Chancel Repairs Act 1932
- Parliament of the United Kingdom
- Long title: An act to abolish proceedings in ecclesiastical courts for enforcing liability to repair certain chancels and to substitute other proceedings in lieu thereof, and otherwise to amend the law relating to such liability.
- Citation: 22 & 23 Geo. 5. c. 20
- Territorial extent: England and Wales

Dates
- Royal assent: 25 April 1932
- Commencement: 1 January 1933

Other legislation
- Amended by: Tithe Act 1936; Statute Law Revision Act 1950; Crime and Courts Act 2013;

Status: Amended

Text of statute as originally enacted

Text of the Chancel Repairs Act 1932 as in force today (including any amendments) within the United Kingdom, from legislation.gov.uk.

= Chancel Repairs Act 1932 =

The Chancel Repairs Act 1932 (22 & 23 Geo. 5. c. 20) is an act of Parliament of the Parliament of the United Kingdom that reasserts and imposes a chancel repair liability on the owners of certain real property.

Following the imposition of a prison sentence for contempt of ecclesiastical court in Hauxton PCC v Stevens, resulting from non-payment of chancel repair liability, the act moved jurisdiction from the ecclesiastical courts to the county courts, and made chancel repair liability a civil debt.
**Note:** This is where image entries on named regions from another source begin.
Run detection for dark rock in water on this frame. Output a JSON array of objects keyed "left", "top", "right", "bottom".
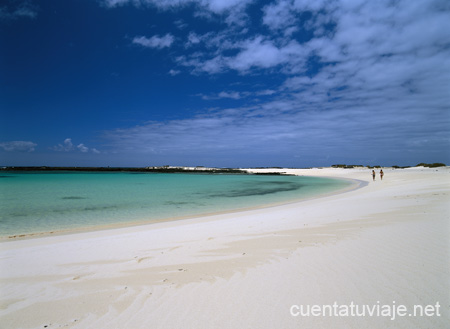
[{"left": 61, "top": 196, "right": 87, "bottom": 200}]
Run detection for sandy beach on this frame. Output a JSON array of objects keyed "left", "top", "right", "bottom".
[{"left": 0, "top": 167, "right": 450, "bottom": 329}]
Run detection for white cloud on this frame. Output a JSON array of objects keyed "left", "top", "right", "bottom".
[
  {"left": 50, "top": 138, "right": 100, "bottom": 154},
  {"left": 169, "top": 69, "right": 181, "bottom": 76},
  {"left": 77, "top": 144, "right": 89, "bottom": 153},
  {"left": 100, "top": 0, "right": 450, "bottom": 164},
  {"left": 133, "top": 33, "right": 175, "bottom": 49},
  {"left": 52, "top": 138, "right": 73, "bottom": 152},
  {"left": 0, "top": 141, "right": 37, "bottom": 152}
]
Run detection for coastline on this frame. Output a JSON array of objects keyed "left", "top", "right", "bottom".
[{"left": 0, "top": 167, "right": 450, "bottom": 328}]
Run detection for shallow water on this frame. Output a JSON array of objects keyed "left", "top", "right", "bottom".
[{"left": 0, "top": 172, "right": 350, "bottom": 236}]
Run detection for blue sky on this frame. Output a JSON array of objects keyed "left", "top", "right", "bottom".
[{"left": 0, "top": 0, "right": 450, "bottom": 167}]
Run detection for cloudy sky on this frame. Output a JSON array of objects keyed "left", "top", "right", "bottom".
[{"left": 0, "top": 0, "right": 450, "bottom": 167}]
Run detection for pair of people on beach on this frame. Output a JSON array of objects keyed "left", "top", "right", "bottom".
[{"left": 372, "top": 169, "right": 384, "bottom": 180}]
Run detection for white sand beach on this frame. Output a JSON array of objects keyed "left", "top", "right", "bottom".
[{"left": 0, "top": 167, "right": 450, "bottom": 329}]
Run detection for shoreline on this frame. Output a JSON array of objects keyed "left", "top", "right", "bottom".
[
  {"left": 0, "top": 169, "right": 358, "bottom": 243},
  {"left": 0, "top": 167, "right": 450, "bottom": 329}
]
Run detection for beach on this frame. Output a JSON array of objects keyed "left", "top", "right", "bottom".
[{"left": 0, "top": 167, "right": 450, "bottom": 328}]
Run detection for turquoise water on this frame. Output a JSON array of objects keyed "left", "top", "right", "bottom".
[{"left": 0, "top": 172, "right": 350, "bottom": 237}]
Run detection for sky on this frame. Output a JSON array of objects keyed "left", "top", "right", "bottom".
[{"left": 0, "top": 0, "right": 450, "bottom": 167}]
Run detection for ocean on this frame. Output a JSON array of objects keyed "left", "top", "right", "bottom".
[{"left": 0, "top": 172, "right": 351, "bottom": 238}]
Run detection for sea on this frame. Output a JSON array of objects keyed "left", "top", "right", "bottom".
[{"left": 0, "top": 171, "right": 351, "bottom": 238}]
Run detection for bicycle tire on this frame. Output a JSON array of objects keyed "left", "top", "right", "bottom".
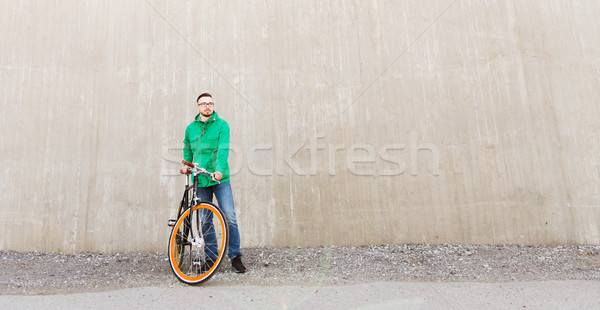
[{"left": 169, "top": 202, "right": 229, "bottom": 284}]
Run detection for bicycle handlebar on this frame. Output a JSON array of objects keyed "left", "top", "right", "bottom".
[
  {"left": 181, "top": 159, "right": 196, "bottom": 168},
  {"left": 181, "top": 159, "right": 221, "bottom": 184}
]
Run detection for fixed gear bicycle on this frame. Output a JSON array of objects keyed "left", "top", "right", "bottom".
[{"left": 169, "top": 160, "right": 229, "bottom": 284}]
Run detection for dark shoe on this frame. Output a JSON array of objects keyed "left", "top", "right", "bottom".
[
  {"left": 200, "top": 259, "right": 215, "bottom": 273},
  {"left": 231, "top": 256, "right": 246, "bottom": 273}
]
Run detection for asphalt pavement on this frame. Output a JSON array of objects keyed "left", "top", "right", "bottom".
[{"left": 0, "top": 280, "right": 600, "bottom": 310}]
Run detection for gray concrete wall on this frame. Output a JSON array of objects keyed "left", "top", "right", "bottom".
[{"left": 0, "top": 0, "right": 600, "bottom": 252}]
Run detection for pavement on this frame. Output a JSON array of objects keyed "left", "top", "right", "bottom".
[{"left": 0, "top": 280, "right": 600, "bottom": 310}]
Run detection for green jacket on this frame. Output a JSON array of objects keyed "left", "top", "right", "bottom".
[{"left": 183, "top": 112, "right": 229, "bottom": 187}]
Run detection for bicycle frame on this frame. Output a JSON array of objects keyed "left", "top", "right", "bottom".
[{"left": 169, "top": 161, "right": 229, "bottom": 284}]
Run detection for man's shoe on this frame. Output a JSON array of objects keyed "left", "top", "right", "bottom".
[
  {"left": 200, "top": 259, "right": 215, "bottom": 273},
  {"left": 231, "top": 256, "right": 246, "bottom": 273}
]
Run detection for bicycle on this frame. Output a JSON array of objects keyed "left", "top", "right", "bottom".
[{"left": 169, "top": 160, "right": 229, "bottom": 284}]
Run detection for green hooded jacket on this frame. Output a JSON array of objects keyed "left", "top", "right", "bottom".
[{"left": 183, "top": 112, "right": 229, "bottom": 187}]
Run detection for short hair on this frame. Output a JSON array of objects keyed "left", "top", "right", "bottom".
[{"left": 196, "top": 93, "right": 212, "bottom": 102}]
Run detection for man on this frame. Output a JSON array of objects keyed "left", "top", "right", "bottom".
[{"left": 180, "top": 93, "right": 246, "bottom": 273}]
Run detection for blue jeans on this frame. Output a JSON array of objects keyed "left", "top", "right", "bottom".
[{"left": 196, "top": 182, "right": 242, "bottom": 259}]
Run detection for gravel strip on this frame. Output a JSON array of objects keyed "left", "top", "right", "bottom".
[{"left": 0, "top": 244, "right": 600, "bottom": 295}]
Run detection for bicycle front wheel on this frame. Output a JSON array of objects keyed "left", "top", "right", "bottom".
[{"left": 169, "top": 202, "right": 229, "bottom": 284}]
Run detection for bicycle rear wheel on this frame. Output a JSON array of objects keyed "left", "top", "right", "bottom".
[{"left": 169, "top": 202, "right": 229, "bottom": 284}]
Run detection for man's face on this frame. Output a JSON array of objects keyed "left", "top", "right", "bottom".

The law was upheld in the case of Aston Cantlow PCC v. Wallbank [2003] UKHL 37. The House of Lords re-asserted that the liability, thought by many to be anachronistic, persisted in English law. It had been declared by the Court of Appeal to be contrary to Article 1 of the First Protocol of the European Convention on Human Rights.

Though repeal has been recommended both by the Law Commission in its 1985 report and General Synod of the Church of England, only limited reform will be brought in during 2013 under the Land Registration Act 2002 as amended by the Land Registration Act 2002 (Transitional Provisions) (No. 2) Order 2003 (SI 2003/2431).